The most popular language to learn in many places was that country’s native language. In Sweden, it was Swedish. In Miami, it was English.

It didn’t take long to figure out that most of these users were immigrants; some were refugees and had incredible stories of survival and perseverance.

The company sent Pittsburgh-based photographer Justin Merriman to Turkey and Jordan to collect some of these stories. The result is “Something Like Home,” a documentary film about four refugees that debuted Tuesday night at the Kelly-Strayhorn Theater in East Liberty. It can now be viewed for free at duolingomovie.com.

“We landed in Turkey because of Noor’s story (last names are excluded for their family’s safety),” says Merriman. “We were so compelled by it. It wasn’t really, in the beginning, about Syria and displaced refugees. It was about people using language to change their lives.”

Fleeing the civil war in Syria, Noor landed in Iraq, which was in some ways even worse. She kept moving, to Dubai and Turkey. Her desire to learn and connect with her new home in Turkey provided a crucial impetus for the film.

“When you can communicate in the language of the country you’re in, you understand their culture, their customs,” says Merriman. “That’s important when you’re living in a community. In the Inuit language, there are 50 ways to say ‘snow.’ Each word is different. We often don’t appreciate what language means to us, because it’s not a necessity for survival.”

As Syria descended into chaos, cars turned into bombs, neighborhoods became battlefronts, friends and family became casualties. Ahmed, a construction engineer, recalls a building he had just built becoming a battlefield, which he had but minutes to flee.
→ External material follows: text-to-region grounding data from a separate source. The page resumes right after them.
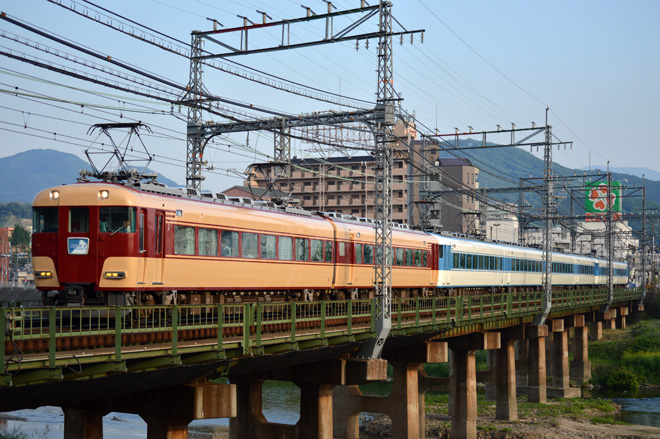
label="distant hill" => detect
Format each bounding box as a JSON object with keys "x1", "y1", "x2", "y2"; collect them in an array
[
  {"x1": 581, "y1": 166, "x2": 660, "y2": 182},
  {"x1": 440, "y1": 140, "x2": 660, "y2": 233},
  {"x1": 0, "y1": 149, "x2": 181, "y2": 203}
]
Noor, a Syrian refugee living in Turkey. Photo by Justin Merriman.

Noor was at the screening at the Kelly-Strayhorn. Visas were impossible for the others, because of their Syrian citizenship. But she had obtained Iraqi citizenship which actually made it slightly easier to get a travel visa.
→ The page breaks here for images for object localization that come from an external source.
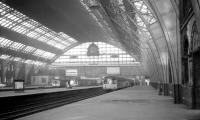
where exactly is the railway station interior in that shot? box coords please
[0,0,200,120]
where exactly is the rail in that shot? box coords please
[0,87,107,120]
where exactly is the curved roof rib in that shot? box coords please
[78,0,180,83]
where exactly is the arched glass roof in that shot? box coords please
[0,0,179,78]
[0,2,77,49]
[0,37,55,59]
[80,0,180,83]
[0,1,78,65]
[80,0,155,49]
[0,54,46,66]
[52,42,139,66]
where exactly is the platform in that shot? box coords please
[0,86,101,97]
[17,86,200,120]
[0,85,56,91]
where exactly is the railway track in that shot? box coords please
[0,87,107,120]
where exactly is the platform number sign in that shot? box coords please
[107,67,120,74]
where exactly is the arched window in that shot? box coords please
[53,42,139,66]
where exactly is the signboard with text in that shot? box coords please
[65,69,78,76]
[107,67,120,74]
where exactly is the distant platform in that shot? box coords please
[0,85,56,91]
[0,86,101,98]
[17,86,200,120]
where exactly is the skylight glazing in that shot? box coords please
[115,0,155,37]
[80,0,155,53]
[0,37,25,51]
[33,49,55,59]
[117,0,154,40]
[132,0,156,24]
[42,52,56,59]
[0,54,46,66]
[0,37,13,47]
[0,2,77,50]
[9,42,25,51]
[33,49,46,56]
[22,46,36,54]
[53,42,137,65]
[135,14,151,38]
[0,37,55,60]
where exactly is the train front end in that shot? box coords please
[102,77,117,90]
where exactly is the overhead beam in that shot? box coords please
[0,26,63,54]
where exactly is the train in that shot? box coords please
[102,76,133,90]
[55,79,101,87]
[31,75,101,87]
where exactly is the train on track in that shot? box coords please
[102,76,133,90]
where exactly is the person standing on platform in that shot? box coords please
[66,80,71,88]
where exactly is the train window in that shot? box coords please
[41,78,47,83]
[108,79,112,84]
[103,80,107,84]
[113,80,117,84]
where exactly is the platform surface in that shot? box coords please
[0,86,100,97]
[17,86,200,120]
[0,85,54,91]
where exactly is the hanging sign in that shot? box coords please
[87,43,99,56]
[107,67,120,74]
[65,69,78,76]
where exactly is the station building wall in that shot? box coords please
[0,59,48,86]
[50,66,145,79]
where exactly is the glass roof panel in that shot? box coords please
[132,0,156,24]
[33,49,55,59]
[80,0,155,52]
[0,36,55,60]
[22,46,36,53]
[0,37,26,51]
[0,37,13,47]
[33,49,46,56]
[42,52,56,59]
[0,2,77,50]
[0,36,56,61]
[9,42,25,51]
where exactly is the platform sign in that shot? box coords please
[15,82,23,89]
[107,67,120,75]
[14,79,24,92]
[65,69,78,76]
A software engineer who speaks five languages, Noor had some advice for new language learners.

“Use all of your senses,” she told the sold-out crowd. “You have to listen. You have to speak the words and listen.”

Opportunities for refugees are, of course, vastly different.
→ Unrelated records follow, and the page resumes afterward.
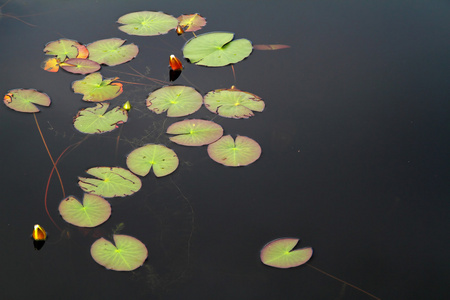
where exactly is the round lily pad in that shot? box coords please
[58,194,111,227]
[73,103,128,134]
[203,87,264,119]
[166,119,223,146]
[207,135,261,167]
[61,58,101,74]
[3,89,50,113]
[260,238,313,269]
[91,234,148,271]
[146,85,203,117]
[72,73,123,102]
[117,11,178,36]
[126,144,179,177]
[182,32,253,67]
[87,38,139,66]
[78,167,142,198]
[43,38,80,61]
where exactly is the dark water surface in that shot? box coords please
[1,0,449,299]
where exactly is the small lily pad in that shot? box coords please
[78,167,142,198]
[260,238,313,269]
[91,234,148,271]
[72,73,123,102]
[126,144,179,177]
[117,11,178,36]
[73,103,128,134]
[58,194,111,227]
[207,135,261,167]
[43,38,80,61]
[182,32,253,67]
[146,85,203,117]
[3,89,50,113]
[167,119,223,146]
[87,38,139,66]
[177,14,207,32]
[61,58,101,74]
[203,87,264,119]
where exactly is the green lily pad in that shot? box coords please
[61,58,101,74]
[58,194,111,227]
[260,238,313,269]
[3,89,50,113]
[203,87,264,119]
[207,135,261,167]
[182,32,253,67]
[126,144,179,177]
[78,167,142,198]
[166,119,223,146]
[72,73,123,102]
[73,103,128,134]
[43,38,80,61]
[91,234,148,271]
[146,85,203,117]
[117,11,178,36]
[87,38,139,66]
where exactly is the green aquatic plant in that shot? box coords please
[117,11,178,36]
[126,144,179,177]
[58,193,111,227]
[72,72,123,102]
[146,85,203,117]
[260,238,313,268]
[86,38,139,66]
[207,135,261,167]
[166,119,223,146]
[73,103,128,134]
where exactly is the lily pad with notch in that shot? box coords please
[73,103,128,134]
[207,135,261,167]
[117,11,178,36]
[167,119,223,146]
[87,38,139,66]
[58,193,111,228]
[43,38,81,61]
[126,144,179,177]
[72,72,123,102]
[146,85,203,117]
[3,89,50,113]
[260,238,313,269]
[60,58,101,75]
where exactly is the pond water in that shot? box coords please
[1,0,449,299]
One of the refugees profiled, Mahmoud, lives in a refugee camp in Jordan. It’s a grim place, with identical huts lined up to the horizon in a featureless desert.

“You want to think that you find a sense of hope,” says Merriman. “I see it in Mahmoud’s eyes. But it’s hard to look beyond the fact that there are 30,000 people who have been there five to seven years. It’s hard to travel outside the camps. They have so few opportunities to work and benefit their lives in any way.”

Mahmoud, who has lived there for five years, has thrown himself into learning languages — spoken and computer — for an imagined future outside the camp.

“The thing about children the world round — they all are children,” says Merriman. “They laugh, they play, they color in coloring books, play soccer. They often don’t see it for what it really is. The adults see it. They fear what their future may continue to look like. That’s hard. It’s hard to drive through that camp and see so many people who have so little, and that the world has forgotten.”

The film was a transformative experience for Merriman.

“Every time I step outside into the world with my camera, I’m changed. I leave something behind, and take something with me,” he says. “All the people I photographed, I’m still in contact with. They’re like family; I will forever keep track of them and their lives. I hope I gave them an opportunity to speak and know that their stories matter. Not only them, but all the people they represent.”